It is a fact very significant and full of promise that the first
large, frank, and explicit revelation regarding this whole subject
in form available for the general thinking public was given to the
English-speaking world by an eminent Christian divine and scholar,
the Rev. Dr. Mills. Having already shown himself by his
translations a most competent authority on the subject, he in 1894
called attention, in a review widely read, to "the now undoubted
and long since suspected fact that it pleased the Divine Power to
reveal some of the important articles of our Catholic creed first
to the Zoroastrians, and through their literature to the Jews and
ourselves." Among these beliefs Dr. Mills traced out very
conclusively many Jewish doctrines regarding the attributes of God,
and all, virtually, regarding the attributes of Satan.
There, too, he found accounts of the Miraculous Conception, Virgin
Birth, and Temptation of Zoroaster, As to the last, Dr. Mills
presented a series of striking coincidences with our own later
account. As to its main features, he showed that there had been
developed among the Persians, many centuries before the Christian
era, the legend of a vain effort of the arch-demon, one seat of
whose power was the summit of Mount Arezura, to tempt Zoroaster to
worship him,--of an argument between tempter and tempted,--and of
Zoroaster's refusal; and the doctor continued: "No Persian subject
in the streets of Jerusalem, soon after or long after the Return,
could have failed to know this striking myth." Dr. Mills then went
on to show that, among the Jews, "the doctrine of immortality was
scarcely mooted before the later Isaiah--that is, before the
captivity--while the Zoroastrian scriptures are one mass of
spiritualism, referring all results to the heavenly or to the
infernal worlds." He concludes by saying that, as regards the Old
and New Testaments, "the humble, and to a certain extent prior,
religion of the Mazda worshippers was useful in giving point and
beauty to many loose conceptions among the Jewish religious
teachers, and in introducing many ideas which were entirely new,
while as to the doctrines of immortality and resurrection--the most
important of all--it positively determined belief."[[378]]

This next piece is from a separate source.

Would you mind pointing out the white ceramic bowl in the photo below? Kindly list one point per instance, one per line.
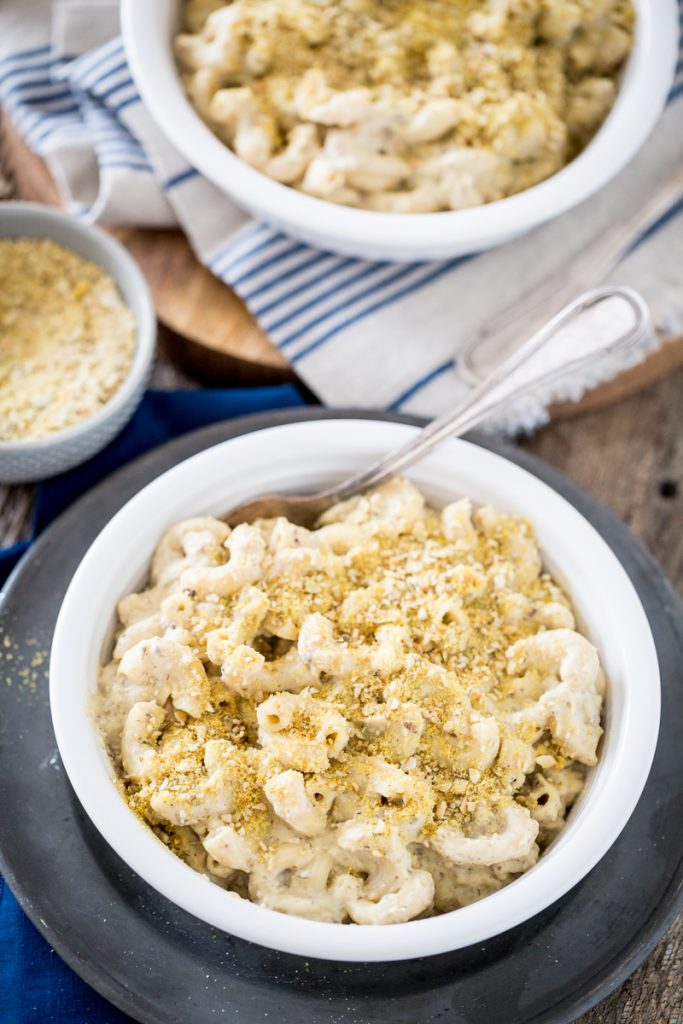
(302, 456)
(148, 28)
(35, 460)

Even more extensive were the revelations made by scientific criticism
applied to the sacred literature of southern and eastern Asia. The
resemblances of sundry fundamental narratives and ideas in our
own sacred books with those of Buddhism were especially suggestive.

Here, too, had been a long preparatory history. The discoveries in
Sanscrit philology made in the latter half of the eighteenth
century and the first half of the nineteenth, by Sir William Jones,
Carey, Wilkins, Foster, Colebrooke, and others, had met at first
with some opposition from theologians. The declaration by Dugald
Stewart that the discovery of Sanscrit was fraudulent, and its
vocabulary and grammar patched together out of Greek and Latin,
showed the feeling of the older race of biblical students. But
researches went on. Bopp, Burnouf, Lassen, Weber, Whitney, Max
Muller, and others continued the work during the nineteenth century
more and more evident became the sources from which many ideas and
narratives in our own sacred books had been developed. Studies in
the sacred books of Brahmanism, and in the institutions of
Buddhism, the most widespread of all religions, its devotees
outnumbering those of all branches of the Christian Church
together, proved especially fruitful in facts relating to general
sacred literature and early European religious ideas.

Noteworthy in the progress of this knowledge was the work of
Fathers Huc and Gabet. In 1839 the former of these, a French
Lazarist priest, set out on a mission to China. Having prepared
himself at Macao by eighteen months of hard study, and having
arrayed himself like a native, even to the wearing of the queue and
the staining of his skin, he visited Peking and penetrated
Mongolia. Five years later, taking Gabet with him, both disguised
as Lamas, he began his long and toilsome journey to the chief seats
of Buddhism in Thibet, and, after two years of fearful dangers and
sufferings, accomplished it. Driven out finally by the Chinese, Huc
returned to Europe in 1852, having made one of the most heroic,
self-denying, and, as it turned out, one of the most valuable
efforts in all the noble annals of Christian missions. His accounts
of these journevs, written in a style simple, clear, and
interesting, at once attracted attention throughout the world. But
far more important than any services he had rendered to the Church
he served was the influence of his book upon the general opinions
of thinking men; for he completed a series of revelations made by
earlier, less gifted, and less devoted travellers, and brought to
the notice of the world the amazing similarity of the ideas,
institutions, observances, ceremonies, and ritual, and even the
ecclesiastical costumes of the Buddhists to those of his own Church.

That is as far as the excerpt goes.